Iranians observe Qadr Nights in unison

The Iran Project : Iranians get together in Ramadan to observe the Qadr Night (Nights of Decree) which holds special importance and enjoys very special status in Islam.
Qadr Nights in Iran
Qadr Nights in Iran
According to The Iran Project,Ramadan is the ninth month of the Islamic lunar calendar and the month in which Muslims believe the Quran was revealed.

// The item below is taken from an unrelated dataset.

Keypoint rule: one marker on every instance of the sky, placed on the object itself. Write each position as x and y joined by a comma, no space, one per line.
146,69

Fasting during the month of Ramadan is one of the Five Pillars of Islam. 

Qadr Nights are marked on the 19th, 21st, and 23rd day of the holy month of Ramadan. 

Communal praying and recitations of the Holy Quran are held on the occasion which is the night with the most virtues before God. 

The Qadr Night or Laylat al-Qadr, variously rendered in English as the Night of Decree, Night of Power, and Night of Destiny. 

Qadr Night is considered the Islamic festival that commemorates the night on which God first revealed the Qurʾān to the Prophet 
Muhammad through the angel Gabriel (Jibrīl). 
According to Islamic tradition, the Qurʾān was first revealed to Muhammad after a period of habitual meditation in seclusion. During one of his retreats, on Laylat al-Qadr, the angel Gabriel appeared to him and commanded him: “Iqraʾ!” (“Recite!”). 

Aside from the celebration of the Qurʾān’s revelation, the annual observance of Laylat al-Qadr holds additional significance as a night in which angels descend to earth with a myriad of tasks, leading to a night of peace, blessings, and divine guidance (qadar) until the dawn. It is thus commemorated with solemnity, devotion, and prayer, and some observers spend the festival in a mosque in retreat (iʿtikāf). 

According to the Quran, the Night of Decree is better than a thousand months put together. Some worshipers will retreat into prayers during these last ten days. These are called days of i-tikaf or retreat and it ends with the festival Id-i Fitr. 

All mosques, as well as the holy shrines, across Iran, host the people who want to take part in I-tikaf. They are provided with pre-fast breakfast and Iftar. Many people stay in mosques for three days to perform their religious rituals. 
The 19th and 21st of Ramadan, the days of the assassination and martyrdom of Imam Ali – the first Shia Imam – are mourned by Iranians throughout the country. Over these nights, many religious groups start their memorial ceremonies to pay their respects to Imam Ali and mourn his brutal assassination. 

People stay up all night reciting special prayers and at times will hold the Quran on their heads while praying. 

Religious rituals take place all over the country which makes Ramadan in Iran more unique and memorable. Thousands of Black-clad chest-beating local participants swarm the cities of Iran during the 21st of Ramadan, while religious street theaters, free food givers, and traditional Persian drinks (lemonade-like) on tables decorate the streets of every city.